Molte stelle NBA hanno già rifiutato la convocazione con le rispettive nazionali e, tra tanti dubbi e risposte tardive, potrebbe non essere finita qui

Il logo del mondiale a cui non parteciperanno alcune stelle NBA
FOTO: F.I.P

Nikola Jokic ha già confermato che non sarà presente, Giannis Antetokounmpo è in “forse” per un problema al ginocchio che non vuole riacutizzare prima dell’inizio della stagione. Nella nottata è arrivata l’esclusione di Al Horford dalla lista dei convocati della Repubblica Dominicana dopo solo una settimana dal suo inserimento. Jamal Murray, neo campione NBA, è in dubbio.

Gli Stati Uniti, che possono contare sempre sui gioiellini in uscita dalla lega più seguita al mondo, schierano un roster di tutto rispetto ma ben lontano per prestigio dai fasti delle vittorie nel 2010 e 2014, quando a scendere in campo con la canotta americana erano veterani già affermati affiancati da giovani stelle in forte ascesa. Non che quest’anno manchi la consueta dose di talento smisurato ma, guardando la lista, nomi altisonanti proprio non ce ne sono.

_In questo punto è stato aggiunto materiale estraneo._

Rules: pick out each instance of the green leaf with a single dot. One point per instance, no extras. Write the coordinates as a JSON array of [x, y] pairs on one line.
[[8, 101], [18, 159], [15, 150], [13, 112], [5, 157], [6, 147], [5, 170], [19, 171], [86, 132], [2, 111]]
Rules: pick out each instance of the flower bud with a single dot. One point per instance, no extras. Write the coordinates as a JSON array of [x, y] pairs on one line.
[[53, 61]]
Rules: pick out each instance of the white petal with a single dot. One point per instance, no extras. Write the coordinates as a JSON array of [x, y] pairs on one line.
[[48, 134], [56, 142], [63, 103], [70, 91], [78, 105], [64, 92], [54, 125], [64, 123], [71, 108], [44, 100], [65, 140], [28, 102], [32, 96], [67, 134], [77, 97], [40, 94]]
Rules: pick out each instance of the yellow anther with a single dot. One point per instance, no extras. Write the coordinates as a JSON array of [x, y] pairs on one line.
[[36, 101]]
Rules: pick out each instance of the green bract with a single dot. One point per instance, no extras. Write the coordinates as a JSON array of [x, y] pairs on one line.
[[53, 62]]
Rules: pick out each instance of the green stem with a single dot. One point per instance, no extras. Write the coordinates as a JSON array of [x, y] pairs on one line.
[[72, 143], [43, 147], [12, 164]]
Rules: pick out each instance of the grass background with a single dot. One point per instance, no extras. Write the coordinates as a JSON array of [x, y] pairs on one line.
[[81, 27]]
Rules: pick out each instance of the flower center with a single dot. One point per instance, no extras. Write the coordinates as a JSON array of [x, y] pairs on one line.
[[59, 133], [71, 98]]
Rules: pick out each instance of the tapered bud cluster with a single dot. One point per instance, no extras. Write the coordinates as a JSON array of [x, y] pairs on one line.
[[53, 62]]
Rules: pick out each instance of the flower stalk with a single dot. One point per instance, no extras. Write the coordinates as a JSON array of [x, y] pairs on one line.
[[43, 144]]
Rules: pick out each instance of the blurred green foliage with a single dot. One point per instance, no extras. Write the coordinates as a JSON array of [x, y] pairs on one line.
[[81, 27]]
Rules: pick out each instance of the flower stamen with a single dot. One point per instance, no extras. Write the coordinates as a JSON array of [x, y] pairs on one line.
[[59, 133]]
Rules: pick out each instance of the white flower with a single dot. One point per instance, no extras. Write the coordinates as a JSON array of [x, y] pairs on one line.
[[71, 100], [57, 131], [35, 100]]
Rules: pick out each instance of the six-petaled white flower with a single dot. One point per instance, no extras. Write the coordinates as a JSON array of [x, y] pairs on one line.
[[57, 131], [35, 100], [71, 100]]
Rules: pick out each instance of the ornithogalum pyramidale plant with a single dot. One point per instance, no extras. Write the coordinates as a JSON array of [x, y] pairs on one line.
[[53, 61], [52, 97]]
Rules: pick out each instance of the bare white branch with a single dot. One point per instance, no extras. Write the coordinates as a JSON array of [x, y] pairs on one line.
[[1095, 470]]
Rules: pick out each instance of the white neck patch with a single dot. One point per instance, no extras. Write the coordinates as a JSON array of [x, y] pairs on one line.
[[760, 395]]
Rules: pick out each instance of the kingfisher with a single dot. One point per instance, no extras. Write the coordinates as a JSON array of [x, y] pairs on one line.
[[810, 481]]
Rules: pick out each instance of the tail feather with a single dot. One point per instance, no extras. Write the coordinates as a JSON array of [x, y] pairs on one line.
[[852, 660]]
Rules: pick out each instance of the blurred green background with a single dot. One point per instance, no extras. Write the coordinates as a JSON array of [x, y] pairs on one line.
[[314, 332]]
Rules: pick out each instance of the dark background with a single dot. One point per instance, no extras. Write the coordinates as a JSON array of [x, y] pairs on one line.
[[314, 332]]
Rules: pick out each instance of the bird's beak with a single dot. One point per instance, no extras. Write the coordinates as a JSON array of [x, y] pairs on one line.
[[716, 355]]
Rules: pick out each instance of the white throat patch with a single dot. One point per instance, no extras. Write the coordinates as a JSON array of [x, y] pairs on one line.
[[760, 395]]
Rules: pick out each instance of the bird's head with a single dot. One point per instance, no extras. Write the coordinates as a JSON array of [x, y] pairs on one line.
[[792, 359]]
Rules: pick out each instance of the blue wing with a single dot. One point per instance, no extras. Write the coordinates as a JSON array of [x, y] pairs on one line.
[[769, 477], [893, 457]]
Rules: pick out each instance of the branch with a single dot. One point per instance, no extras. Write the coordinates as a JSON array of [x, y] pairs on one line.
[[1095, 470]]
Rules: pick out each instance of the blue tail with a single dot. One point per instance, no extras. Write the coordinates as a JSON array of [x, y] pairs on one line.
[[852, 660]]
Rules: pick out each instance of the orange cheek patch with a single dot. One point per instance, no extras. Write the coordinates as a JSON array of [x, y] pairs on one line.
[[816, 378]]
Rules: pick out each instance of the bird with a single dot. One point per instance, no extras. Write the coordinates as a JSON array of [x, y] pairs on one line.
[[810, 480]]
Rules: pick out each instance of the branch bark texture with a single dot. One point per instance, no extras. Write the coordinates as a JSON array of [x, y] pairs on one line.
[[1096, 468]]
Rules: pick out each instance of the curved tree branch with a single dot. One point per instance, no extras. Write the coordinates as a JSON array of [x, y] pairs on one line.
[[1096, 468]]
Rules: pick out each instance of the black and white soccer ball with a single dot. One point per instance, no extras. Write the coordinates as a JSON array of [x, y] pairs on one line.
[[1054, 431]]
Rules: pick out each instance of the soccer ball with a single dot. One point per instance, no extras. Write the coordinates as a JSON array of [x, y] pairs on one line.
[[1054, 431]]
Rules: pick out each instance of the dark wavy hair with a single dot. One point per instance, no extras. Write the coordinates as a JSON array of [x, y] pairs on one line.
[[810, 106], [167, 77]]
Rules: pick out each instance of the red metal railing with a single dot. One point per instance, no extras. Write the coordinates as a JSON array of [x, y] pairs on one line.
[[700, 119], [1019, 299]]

Rimangono pochi baluardi che dall’NBA decidono di rappresentare la propria nazionale, restituendo un po’ del meritato prestigio ad una competizione che di prestigioso sembra avere sempre meno per chi in inverno dovrà affrontare la campagna verso il Larry O’Brien Trophy. Ma perché tutto ciò?


Il valore della competizione

Partiamo dagli USA: storicamente chiamati a dominare in ogni competizione possibile, gli americani vedono nei Giochi Olimpici più che nel campionato mondiale una sfida degna di una convocazione. L’oro olimpico, mistificato nell’immaginario comune dal Dream Team del 1992 a Barcellona, è visto come un traguardo importante ben più che la vittoria del Mondiale. Non che non siano arrivate soddisfazioni anche in World Cup, ma dopo l’ultima vittoria del 2014 il concorso iridato sembra aver perso fascino e attrattiva sia per i tifosi che soprattutto per gli addetti ai lavori.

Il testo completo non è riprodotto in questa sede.